Shrugging, I say, “I guess, but Razor’s alternate time in the book is just as visually different in flashbacks as another planet would be. I mean, the way you do it is unique, but time shifts are done elsewhere, too. The Multiversity collapses all parallel timelines into the Hypertime.”

“I know, but maybe that argues Austin’s case. Multiversity collapses all of the DC timelines to explain how they all could exist. Maybe the idea of parallel time is easier to grasp there because people want a way to reconcile all the various takes on the same characters.”

“I think yours is simpler,” I say, adding, “more elegant, I mean. It starts with the idea of a parallel time loop. It doesn’t use it to explain things in hindsight.”

She hums, nodding at this. “I guess I’ll just need to hear what they say. It’s so easy to do something when it’s just me and a book and my ideas. It’s different when I expose it all to this larger collective consciousness.”

This thought lands heavily between us. She’s going to let Austin and the screenwriter try to convince her? And maybe she should. But I can’t help but feel like I wouldn’t. Like a man in her position maybe wouldn’t.

“It’s not because you feel cowed by him?” I ask her.

Lola tilts her head. “It’s not my expertise,” she says, adding, “Film, I mean.”

“But the story is. Razor is. Quinn is.” Quinn is you, I want to say. Don’t let him change you. Don’t let him sexualize your journey from ruin to triumph.

Nodding, she looks back out the window. “I know. I’m just thinking about how I want to handle it.”

“What if he insists Quinn be eighteen?” I ask her. “What if he says without a romance angle in the story, it won’t float in Hollywood?”

Lola turns and looks at me, and I catch a flash of fury in her eyes before I have to look back at the road. “He might be right,” she says. “That’s what sucks. It might need romance to work as a commercial film. We didn’t sell this to an art-house indie. We sold it to a major studio. Profit is the key. And I knew that going in.”

I see what she’s saying but it twists me, tightly. “You wouldn’t push back?”

“Of course I would,” she says. “And I know what you’re saying, but I guess I want to make sure I do it right. You should have seen the meeting. Angela and Roya got maybe three words in, and they’re the executive producers here. And contractually, I only have so much input.”

“Really?” I’m aware of the comic community’s ongoing discussion about feminine representation on the page and in creative staffing, but I still find myself surprised that Lola’s film might not be hers after all.

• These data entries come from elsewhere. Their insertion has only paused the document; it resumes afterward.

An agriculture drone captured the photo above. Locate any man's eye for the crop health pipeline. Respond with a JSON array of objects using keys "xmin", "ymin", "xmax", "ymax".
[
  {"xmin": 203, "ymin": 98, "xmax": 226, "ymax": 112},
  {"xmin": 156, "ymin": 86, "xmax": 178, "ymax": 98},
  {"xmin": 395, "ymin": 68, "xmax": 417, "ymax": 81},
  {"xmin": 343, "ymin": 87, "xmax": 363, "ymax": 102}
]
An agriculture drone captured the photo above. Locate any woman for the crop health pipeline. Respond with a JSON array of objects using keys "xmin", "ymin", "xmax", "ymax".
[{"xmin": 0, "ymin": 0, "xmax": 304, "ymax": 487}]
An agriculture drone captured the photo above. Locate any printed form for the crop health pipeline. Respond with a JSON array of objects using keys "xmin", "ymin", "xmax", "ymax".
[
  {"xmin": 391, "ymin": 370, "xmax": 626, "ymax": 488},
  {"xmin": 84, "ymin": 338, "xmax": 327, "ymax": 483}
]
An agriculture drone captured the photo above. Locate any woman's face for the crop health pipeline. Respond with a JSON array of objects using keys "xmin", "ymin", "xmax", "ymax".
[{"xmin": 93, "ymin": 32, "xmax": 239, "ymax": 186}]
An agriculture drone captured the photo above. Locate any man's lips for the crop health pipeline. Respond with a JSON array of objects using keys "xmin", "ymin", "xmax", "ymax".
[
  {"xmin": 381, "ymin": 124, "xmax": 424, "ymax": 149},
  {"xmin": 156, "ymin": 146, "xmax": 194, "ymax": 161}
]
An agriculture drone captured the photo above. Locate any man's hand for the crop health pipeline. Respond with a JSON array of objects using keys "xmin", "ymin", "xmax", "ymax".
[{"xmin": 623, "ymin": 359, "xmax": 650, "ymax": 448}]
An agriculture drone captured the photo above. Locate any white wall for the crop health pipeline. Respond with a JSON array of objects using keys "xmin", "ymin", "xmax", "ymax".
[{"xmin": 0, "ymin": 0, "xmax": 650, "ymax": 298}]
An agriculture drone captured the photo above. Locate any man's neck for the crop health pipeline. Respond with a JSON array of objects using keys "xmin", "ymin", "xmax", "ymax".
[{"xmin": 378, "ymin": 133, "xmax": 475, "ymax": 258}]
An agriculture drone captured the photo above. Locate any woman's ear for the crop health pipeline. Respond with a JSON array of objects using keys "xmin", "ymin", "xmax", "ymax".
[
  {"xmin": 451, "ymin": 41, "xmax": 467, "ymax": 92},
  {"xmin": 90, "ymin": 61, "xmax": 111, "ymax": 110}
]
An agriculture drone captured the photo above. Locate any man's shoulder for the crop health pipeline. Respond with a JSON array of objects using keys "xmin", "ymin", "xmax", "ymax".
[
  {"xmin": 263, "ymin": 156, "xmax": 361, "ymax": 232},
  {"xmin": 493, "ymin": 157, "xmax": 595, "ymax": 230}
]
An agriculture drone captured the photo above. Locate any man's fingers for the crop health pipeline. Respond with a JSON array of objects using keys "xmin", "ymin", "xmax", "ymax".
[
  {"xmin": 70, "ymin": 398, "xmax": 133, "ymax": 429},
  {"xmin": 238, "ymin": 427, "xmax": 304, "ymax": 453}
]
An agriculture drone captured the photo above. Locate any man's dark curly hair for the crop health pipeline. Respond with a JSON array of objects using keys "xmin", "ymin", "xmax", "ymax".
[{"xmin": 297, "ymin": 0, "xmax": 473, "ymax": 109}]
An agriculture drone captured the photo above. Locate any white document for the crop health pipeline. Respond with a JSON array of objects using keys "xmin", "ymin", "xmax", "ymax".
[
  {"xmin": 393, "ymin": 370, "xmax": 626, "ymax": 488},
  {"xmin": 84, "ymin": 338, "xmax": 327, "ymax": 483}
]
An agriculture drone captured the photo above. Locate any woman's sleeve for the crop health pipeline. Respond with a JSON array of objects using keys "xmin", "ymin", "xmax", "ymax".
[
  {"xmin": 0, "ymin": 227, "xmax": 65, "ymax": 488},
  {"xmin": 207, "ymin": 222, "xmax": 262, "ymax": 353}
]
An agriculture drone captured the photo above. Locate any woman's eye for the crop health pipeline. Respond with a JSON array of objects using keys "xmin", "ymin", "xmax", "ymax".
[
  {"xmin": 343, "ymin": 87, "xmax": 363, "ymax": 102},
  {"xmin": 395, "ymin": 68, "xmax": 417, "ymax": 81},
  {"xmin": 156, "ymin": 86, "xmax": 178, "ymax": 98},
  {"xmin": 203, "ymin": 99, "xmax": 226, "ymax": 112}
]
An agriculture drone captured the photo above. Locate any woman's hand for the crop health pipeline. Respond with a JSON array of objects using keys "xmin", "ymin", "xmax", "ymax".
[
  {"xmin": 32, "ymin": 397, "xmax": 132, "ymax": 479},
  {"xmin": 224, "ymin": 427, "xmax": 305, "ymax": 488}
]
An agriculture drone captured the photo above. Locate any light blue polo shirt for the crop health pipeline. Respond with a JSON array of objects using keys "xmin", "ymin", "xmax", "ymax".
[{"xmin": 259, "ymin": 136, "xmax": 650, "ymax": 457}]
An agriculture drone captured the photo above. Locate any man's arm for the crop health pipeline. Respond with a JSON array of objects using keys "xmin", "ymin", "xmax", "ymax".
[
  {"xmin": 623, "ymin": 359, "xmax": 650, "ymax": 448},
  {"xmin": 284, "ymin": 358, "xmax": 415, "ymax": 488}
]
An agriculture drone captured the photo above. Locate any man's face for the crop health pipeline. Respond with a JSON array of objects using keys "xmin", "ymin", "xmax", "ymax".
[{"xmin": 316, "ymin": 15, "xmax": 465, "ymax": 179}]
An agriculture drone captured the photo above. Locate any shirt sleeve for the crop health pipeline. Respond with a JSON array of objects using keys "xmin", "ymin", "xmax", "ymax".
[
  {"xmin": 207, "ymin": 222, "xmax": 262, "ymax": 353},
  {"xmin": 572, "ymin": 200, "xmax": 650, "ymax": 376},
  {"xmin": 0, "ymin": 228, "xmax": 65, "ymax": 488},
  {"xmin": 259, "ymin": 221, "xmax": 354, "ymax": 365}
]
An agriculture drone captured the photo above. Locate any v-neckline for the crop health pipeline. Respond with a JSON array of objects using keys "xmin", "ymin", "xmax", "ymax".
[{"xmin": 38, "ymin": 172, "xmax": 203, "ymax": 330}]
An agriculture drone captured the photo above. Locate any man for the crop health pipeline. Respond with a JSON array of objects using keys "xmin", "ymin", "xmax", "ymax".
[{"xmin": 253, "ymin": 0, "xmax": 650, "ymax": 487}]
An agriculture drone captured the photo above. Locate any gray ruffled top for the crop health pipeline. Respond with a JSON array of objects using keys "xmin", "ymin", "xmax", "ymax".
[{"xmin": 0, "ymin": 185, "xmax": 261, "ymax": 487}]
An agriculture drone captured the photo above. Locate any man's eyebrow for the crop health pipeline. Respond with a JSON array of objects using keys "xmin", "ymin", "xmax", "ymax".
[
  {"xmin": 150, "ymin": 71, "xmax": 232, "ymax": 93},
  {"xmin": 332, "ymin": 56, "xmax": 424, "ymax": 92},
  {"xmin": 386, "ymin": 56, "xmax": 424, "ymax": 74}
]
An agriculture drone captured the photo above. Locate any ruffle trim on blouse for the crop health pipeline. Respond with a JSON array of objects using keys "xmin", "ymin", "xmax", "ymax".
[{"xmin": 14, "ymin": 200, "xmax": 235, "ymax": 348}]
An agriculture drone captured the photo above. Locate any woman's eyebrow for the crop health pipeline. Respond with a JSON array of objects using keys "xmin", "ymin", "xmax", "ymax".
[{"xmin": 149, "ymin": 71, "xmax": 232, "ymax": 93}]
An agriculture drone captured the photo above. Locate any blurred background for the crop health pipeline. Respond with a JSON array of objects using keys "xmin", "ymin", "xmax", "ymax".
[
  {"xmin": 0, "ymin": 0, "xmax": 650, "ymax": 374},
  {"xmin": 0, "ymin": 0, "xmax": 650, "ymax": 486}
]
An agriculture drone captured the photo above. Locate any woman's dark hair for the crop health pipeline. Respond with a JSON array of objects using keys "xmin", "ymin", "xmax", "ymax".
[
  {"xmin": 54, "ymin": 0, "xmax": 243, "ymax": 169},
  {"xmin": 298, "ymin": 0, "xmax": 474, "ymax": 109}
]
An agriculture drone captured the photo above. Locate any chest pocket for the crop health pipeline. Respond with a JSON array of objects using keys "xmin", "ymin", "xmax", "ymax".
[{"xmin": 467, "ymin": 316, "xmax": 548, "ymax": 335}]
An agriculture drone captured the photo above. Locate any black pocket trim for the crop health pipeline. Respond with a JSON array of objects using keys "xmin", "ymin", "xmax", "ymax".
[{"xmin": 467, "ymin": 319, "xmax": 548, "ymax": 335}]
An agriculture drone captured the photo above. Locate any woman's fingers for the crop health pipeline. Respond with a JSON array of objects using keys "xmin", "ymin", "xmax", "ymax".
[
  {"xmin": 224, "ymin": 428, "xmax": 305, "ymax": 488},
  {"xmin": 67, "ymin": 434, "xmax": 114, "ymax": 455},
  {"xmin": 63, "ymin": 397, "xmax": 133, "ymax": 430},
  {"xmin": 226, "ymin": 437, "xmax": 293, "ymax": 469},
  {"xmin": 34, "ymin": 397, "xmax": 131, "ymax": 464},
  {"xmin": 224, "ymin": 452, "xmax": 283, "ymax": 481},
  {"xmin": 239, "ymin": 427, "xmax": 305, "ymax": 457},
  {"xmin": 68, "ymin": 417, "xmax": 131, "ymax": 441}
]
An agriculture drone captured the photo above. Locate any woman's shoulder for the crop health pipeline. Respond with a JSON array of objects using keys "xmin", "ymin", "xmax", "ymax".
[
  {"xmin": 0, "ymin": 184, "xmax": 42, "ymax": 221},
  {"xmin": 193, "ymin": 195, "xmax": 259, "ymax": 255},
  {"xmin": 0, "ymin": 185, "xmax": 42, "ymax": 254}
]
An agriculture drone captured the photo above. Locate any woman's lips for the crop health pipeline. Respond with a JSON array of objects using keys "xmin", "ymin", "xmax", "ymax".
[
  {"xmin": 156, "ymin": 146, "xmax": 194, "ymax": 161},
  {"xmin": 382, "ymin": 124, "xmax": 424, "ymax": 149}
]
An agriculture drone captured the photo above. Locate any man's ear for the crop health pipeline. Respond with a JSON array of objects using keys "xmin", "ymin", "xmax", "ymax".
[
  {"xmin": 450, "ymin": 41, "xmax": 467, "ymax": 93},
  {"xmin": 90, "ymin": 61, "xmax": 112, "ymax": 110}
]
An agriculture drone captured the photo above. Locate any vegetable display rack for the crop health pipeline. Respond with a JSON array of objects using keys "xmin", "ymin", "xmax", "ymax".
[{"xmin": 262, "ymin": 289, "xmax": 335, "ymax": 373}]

She nods. “I’m twenty-three. I’m the first female comic creator to have a major motion picture, and I’m one of the few people out there writing and illustrating it all. If I was Stan Lee or Geoff Johns walking in there—or even just some nobody guy with my age and experience—I could tell them what the fuck to do and they would listen. A man having strong opinions and pushing back right away is someone with sound business sense. If I walk in there as Lola Castle and push back, I’m pushy and hard to work with. Maybe someone will even use the word bitch.”

I feel my jaw go tight. I know she’s right, but still. “That’s fucking bullshit.”

“It’s the way the world works,” she says. “The first question I always get asked is what it’s like being a woman in the comic industry. Every single interview. The second question is whether any of my girlfriends read comics.”

Fuck. I never thought about the interview aspect before. They seemed like reasonable questions, but with a step away from it, I can see it’s utter shit.

“Do you think anyone would ever ask Brian Michael Bendis whether he has any male friends who read his comics?” she asks.

I laugh, but it isn’t really from humor. “Probably not.”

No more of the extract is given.